Here's a complete example that demonstrates most of the functionality:

```
from lab import lab

import pandas as pd

import os

from datetime import datetime



def train_model():

    """Complete training script using Lab SDK"""



    # 1. Initialize

    lab.init(experiment_id="my_training_experiment")



    # 2. Load data

    lab.log("Loading dataset...")

    # ... load dataset ...

    lab.update_progress(10)



    # 3. Training loop

    lab.log("Starting training...")

    for epoch in range(config["num_epochs"]):

        # ... training code ...



        # Save checkpoint

        if (epoch + 1) % 2 == 0:

            checkpoint_dir = f"./checkpoints/epoch_{epoch + 1}"

            lab.save_checkpoint(checkpoint_dir, f"epoch_{epoch + 1}")

            lab.log(f"Saved checkpoint for epoch {epoch + 1}")



        # Update progress

        progress = int((epoch + 1) / config["num_epochs"] * 100)

        lab.update_progress(progress)



    # 4. Save model

    model_dir = "./output/final_model"

    saved_model_path = lab.save_model(

        model_dir,

        name="trained_model",

        architecture="GPT2LMHeadModel",

        parent_model="gpt2"

    )

    lab.log(f"Model saved: {saved_model_path}")



    # 5. Run evaluation

    lab.log("Running evaluation...")

    eval_results = pd.DataFrame({

        "input": ["test input 1", "test input 2"],

        "output": ["output 1", "output 2"],

        "expected_output": ["expected 1", "expected 2"],

        "score": [1.0, 0.8]

    })



    eval_path = lab.save_artifact(

        eval_results,

        name="eval_results.csv",

        type="evals"

    )

    lab.log(f"Evaluation results saved: {eval_path}")



    # 6. Save additional artifacts

    summary = {"final_loss": 0.15, "accuracy": 0.92}

    import json

    with open("summary.json", "w") as f:

        json.dump(summary, f)



    lab.save_artifact("summary.json", "training_summary.json")



    # 7. Complete job

    lab.finish(

        message="Training completed successfully",

        score=summary

    )



    return {

        "status": "success",

        "job_id": lab.job.id,

        "model_path": saved_model_path,

        "eval_path": eval_path

    }



if __name__ == "__main__":

    result = train_model()

    print(result)
```

## Best Practices[​](#best-practices "Direct link to Best Practices")

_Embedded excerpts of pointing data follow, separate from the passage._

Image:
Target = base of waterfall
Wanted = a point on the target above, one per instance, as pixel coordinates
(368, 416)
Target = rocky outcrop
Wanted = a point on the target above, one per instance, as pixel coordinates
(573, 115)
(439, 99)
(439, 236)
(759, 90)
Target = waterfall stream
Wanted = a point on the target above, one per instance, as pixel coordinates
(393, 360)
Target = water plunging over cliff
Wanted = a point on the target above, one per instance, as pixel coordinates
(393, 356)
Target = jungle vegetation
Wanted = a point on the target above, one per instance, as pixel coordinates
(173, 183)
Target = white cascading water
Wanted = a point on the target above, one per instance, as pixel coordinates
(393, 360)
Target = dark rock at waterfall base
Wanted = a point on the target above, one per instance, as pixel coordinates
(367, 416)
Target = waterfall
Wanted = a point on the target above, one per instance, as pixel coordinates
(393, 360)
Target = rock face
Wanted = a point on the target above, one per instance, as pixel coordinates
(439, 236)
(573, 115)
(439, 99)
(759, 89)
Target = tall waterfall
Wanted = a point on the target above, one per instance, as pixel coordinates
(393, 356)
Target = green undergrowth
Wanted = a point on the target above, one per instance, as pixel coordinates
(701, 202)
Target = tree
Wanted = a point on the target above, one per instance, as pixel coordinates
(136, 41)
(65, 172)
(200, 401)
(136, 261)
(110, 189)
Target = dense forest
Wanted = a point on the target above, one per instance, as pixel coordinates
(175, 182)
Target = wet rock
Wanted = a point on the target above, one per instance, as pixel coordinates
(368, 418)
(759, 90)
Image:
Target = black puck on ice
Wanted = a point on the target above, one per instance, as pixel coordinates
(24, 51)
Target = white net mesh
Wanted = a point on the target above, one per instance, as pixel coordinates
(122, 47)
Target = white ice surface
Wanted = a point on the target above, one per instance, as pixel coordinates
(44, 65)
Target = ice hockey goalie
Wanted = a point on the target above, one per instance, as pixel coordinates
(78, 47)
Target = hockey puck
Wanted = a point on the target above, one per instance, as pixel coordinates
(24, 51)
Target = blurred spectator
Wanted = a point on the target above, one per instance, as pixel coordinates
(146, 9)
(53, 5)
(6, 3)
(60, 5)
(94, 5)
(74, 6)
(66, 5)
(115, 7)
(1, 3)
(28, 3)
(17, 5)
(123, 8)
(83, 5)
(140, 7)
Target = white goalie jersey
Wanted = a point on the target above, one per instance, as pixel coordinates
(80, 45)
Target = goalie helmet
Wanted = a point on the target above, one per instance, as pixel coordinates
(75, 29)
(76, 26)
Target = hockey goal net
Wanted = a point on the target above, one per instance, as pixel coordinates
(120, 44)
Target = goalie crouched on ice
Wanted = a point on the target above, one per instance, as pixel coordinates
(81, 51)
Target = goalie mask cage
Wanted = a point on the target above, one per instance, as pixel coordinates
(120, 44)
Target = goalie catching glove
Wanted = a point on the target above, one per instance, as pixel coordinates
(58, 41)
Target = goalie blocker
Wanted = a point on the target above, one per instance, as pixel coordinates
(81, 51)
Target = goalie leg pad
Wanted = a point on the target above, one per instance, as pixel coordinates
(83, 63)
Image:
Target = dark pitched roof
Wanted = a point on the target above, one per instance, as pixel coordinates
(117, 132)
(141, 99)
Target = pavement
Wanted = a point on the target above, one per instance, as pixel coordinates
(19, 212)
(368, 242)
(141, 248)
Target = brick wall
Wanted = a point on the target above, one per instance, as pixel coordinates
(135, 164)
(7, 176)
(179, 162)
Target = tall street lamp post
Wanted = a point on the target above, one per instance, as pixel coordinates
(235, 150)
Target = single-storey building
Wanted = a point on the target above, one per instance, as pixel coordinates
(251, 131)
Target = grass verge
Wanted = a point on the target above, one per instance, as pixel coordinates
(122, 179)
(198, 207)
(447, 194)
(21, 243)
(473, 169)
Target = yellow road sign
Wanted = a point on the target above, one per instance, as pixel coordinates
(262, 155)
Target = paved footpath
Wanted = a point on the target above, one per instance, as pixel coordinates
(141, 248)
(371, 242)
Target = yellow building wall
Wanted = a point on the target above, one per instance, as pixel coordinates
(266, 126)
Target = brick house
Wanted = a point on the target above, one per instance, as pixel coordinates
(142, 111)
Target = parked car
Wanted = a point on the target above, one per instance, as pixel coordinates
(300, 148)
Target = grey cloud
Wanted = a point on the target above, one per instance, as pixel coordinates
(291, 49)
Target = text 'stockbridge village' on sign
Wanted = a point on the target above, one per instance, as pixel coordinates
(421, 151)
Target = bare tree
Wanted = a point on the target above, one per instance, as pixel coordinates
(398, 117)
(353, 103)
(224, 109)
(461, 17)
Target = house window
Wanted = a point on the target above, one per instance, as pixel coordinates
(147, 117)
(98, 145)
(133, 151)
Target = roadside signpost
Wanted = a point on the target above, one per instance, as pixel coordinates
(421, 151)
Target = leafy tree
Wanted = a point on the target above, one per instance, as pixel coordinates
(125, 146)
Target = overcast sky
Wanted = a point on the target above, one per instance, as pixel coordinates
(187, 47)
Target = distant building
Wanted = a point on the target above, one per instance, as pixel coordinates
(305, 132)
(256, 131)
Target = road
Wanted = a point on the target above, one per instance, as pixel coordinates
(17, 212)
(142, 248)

1. **Always initialize first**: Call `lab.init()` at the beginning of your script.

2. **Log frequently**: Use `lab.log()` to provide visibility into your script's progress.

3. **Update progress regularly**: Call `lab.update_progress()` to keep the UI updated.

4. **Save checkpoints**: Use `lab.save_checkpoint()` regularly during long-running training jobs.

5. **Handle errors**: Use `lab.error()` in exception handlers to mark jobs as failed.

6. **Complete jobs**: Always call `lab.finish()` or `lab.error()` at the end of your script.

7. **Use appropriate artifact types**: Use `type="model"` for models, `type="evals"` for evaluation results, and `type="dataset"` for datasets.

8. **Check for resume**: Use `lab.get_checkpoint_to_resume()` to support resuming from checkpoints.